#18 A WOMAN'S BRIEFS -- NOTHING'S BETTER THAN BEING RIGHT. RIGHT?
#18 A WOMAN’S BRIEF --
Perhaps you’ve heard the story that George Washington (yes, that one) was bled to death. It’s not likely found in Civics textbooks. Oh, right, we rarely use Civics textbooks any longer. At any rate ~
Enamored of his vast Virginia plantation, one day recently retired Washington spent more time than he ought on horseback in inclement weather inspecting it all. Late returning home he was, and rather than face a woman’s reprisals, he sat in damp, cold clothes through dinner. Shortly thereafter, he developed a sore throat. Shortly after that, three imminent physicians did what in 1799 was best: they bled him. To death.
Washington was unquestionably an admirable military man, but the most amazing man of the eighteenth-century moment was a man of medicine, Dr. Benjamin Rush. At age fourteen he graduated what we call Princeton. After two years at the University of Edinburgh he received his medical degree (1768). Patriot, professor, physician, and Presbyterian, he signed the Declaration of Independence, translated Greek, fathered thirteen children, wrote America’s first chemistry textbook, and took time to destroy the careers of others. He was brilliant, kind to the poor, in favor of educating women, anti-slavery, dedicated social reformer, humorless, caustic, uncompromising, and the creator of “depletion therapy.” America’s “Prince of Bleeding.”
His is a story worth knowing, but not here. It is likely this brilliant man was acquainted with the fact that George Washington was bled to death. It is likely that he believed that Washington received the best possible treatment. Bill Bryson wrote of Rush, “During a yellow fever epidemic in Philadelphia (1793), he bled hundreds of victims and was convinced that he had saved a great many when in fact all he did was fail to kill them all.”
“The Body,” Bill Bryson
Let’s face it, when a grown man’s body that contains around five quarts of blood is, over two days relieved of 40% of that, as was done to Washington, well, it comes as no surprise that the man has been relieved not of a sore throat, but of his life. “I die hard,” the president said after a poultice of cantharides, an emetic to induce vomiting, and three more bleedings.
Dr. Benjamin Rush was convinced that all illnesses could be traced to overheated blood. And what does one do in the late18th century about overheated blood? You open a vein to let it cool. You pour off bowls of it. In the opinion of Dr. Rush, the body had too much of it anyway; probably twice as much as a person needs.
“80% of Rush’s notional amount of blood could be removed with no ill effect,” Bryson wrote. “He was tragically wrong … yet never doubted the rightness of what he did.”
It is the “rightness” of our convictions that interests me. We are notional people, we Americans.
It is the captivating nature of certitude that concerns me. Certain we can be that the original bridge spanning Puget Sound Narrows collapsed on November 7, 1940.
However, we seem ready to apply certitude to our notions of religion, philosophy, politics, and TV programming preferences. We seem reluctant to distinguish fact from conviction. What if Dr. Rush had been not quite so sure? What if he had respected those who questioned his notions?
I think I’m ready for a shift away from stubborn certitude; from standpatism, from bleeding our culture of divergent ideas, of consideration, of goodness, of the value of questions, of kindness, of respect. What if, rather than veins, we open our minds?
We humans have been so wrong about so many things over the time of recorded history. So much certainty has collapsed with time. And, speaking of time, Ireland’s Bishop Ussher was wrong about it concerning the age of earth. Astronomy was sure but wrong for a long time about the stuff of space being stuck in static shells.
Humor is now something to make us laugh rather than a bodily fluid that determines disposition.

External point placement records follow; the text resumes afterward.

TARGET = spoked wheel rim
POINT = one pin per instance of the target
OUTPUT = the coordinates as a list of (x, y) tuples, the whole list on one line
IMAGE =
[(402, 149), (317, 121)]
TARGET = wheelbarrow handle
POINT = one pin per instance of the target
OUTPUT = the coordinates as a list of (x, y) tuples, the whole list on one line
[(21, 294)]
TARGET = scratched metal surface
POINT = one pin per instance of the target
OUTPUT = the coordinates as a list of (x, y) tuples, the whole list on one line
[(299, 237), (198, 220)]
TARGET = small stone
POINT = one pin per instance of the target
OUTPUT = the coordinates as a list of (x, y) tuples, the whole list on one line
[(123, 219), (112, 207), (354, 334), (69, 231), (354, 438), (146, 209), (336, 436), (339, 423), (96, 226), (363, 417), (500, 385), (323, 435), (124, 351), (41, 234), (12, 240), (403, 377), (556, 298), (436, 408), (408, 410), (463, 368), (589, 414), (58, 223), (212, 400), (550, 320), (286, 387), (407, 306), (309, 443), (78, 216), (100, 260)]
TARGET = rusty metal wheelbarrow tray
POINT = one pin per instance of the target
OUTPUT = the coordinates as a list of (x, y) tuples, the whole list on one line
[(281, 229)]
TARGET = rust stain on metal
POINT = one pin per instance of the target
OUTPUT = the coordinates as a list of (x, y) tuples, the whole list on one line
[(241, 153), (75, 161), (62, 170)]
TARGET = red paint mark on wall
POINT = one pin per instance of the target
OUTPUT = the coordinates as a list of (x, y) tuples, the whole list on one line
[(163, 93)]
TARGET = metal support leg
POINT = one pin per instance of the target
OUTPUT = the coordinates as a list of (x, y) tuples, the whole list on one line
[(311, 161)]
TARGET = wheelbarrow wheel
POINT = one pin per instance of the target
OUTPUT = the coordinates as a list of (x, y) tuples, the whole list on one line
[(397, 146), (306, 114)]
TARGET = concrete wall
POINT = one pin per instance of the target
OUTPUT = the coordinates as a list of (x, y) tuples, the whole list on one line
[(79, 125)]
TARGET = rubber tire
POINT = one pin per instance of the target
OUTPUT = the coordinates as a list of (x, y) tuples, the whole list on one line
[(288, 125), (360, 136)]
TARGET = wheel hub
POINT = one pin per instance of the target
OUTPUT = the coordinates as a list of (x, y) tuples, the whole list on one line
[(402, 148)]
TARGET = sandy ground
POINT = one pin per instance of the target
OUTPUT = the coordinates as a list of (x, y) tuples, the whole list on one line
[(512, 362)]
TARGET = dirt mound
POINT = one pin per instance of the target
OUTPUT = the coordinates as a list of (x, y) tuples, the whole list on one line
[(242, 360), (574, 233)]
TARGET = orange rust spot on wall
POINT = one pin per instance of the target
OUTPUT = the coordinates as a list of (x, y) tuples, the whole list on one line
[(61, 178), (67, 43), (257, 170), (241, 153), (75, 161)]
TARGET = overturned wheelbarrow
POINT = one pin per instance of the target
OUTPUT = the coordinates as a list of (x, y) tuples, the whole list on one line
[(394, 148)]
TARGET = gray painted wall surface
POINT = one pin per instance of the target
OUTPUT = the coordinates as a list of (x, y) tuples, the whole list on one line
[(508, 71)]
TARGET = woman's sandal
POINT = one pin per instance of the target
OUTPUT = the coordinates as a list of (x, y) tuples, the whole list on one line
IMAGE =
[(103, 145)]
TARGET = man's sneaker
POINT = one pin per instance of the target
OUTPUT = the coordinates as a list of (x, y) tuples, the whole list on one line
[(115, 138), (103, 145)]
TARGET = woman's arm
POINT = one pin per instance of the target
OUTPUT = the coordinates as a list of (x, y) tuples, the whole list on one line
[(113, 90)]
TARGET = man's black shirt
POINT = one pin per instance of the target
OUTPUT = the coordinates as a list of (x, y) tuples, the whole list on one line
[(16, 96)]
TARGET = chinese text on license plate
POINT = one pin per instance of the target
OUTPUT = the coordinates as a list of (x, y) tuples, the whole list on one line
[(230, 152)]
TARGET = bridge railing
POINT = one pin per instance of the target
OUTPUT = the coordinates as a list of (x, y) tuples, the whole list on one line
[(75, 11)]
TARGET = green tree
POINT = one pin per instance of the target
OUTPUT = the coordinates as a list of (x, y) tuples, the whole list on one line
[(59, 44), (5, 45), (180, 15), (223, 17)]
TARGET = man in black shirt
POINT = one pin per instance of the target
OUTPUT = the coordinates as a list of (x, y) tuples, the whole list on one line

Experts no longer expect spontaneous generation. They once were convinced of it. Sorry, but mice will not spontaneously arise from a soiled shirt placed in a vessel that held wheat grain (or in the shoes kicked off by my teen-aged sons).
Did you grow up, as I did, convinced that chameleons changed colors to hide? Nah. Cuttlefish, maybe.
Did Christopher Columbus discover America? No. But is it hard for those of us of a certain age to debunk so strong a story.
Did the sun stand still for Joshua? Would we exist if it had?
Were witches burned at the stake in New England. Don’t be too sure. We have such a notion, but no. Witches in France were burned. In New England, those “surely witches” were hanged. Save one. Giles Corey was pressed to death under large stones.
By virtue of his social and professional prominence, his position as teacher and his facile pen Benjamin Rush had more influence upon American medicine and was more potent in propagation and long perpetuation of medical errors than any man of his day. To him, more than any other man in America, was due the great vogue of vomits, purging, and especially of bleeding, salivation and blistering, which blackened the record of medicine and afflicted the sick almost to the time of the Civil War (3).
1929History of the Medical Department of the United States Army, P. M. Ashburn
Little feels better than being right. Right?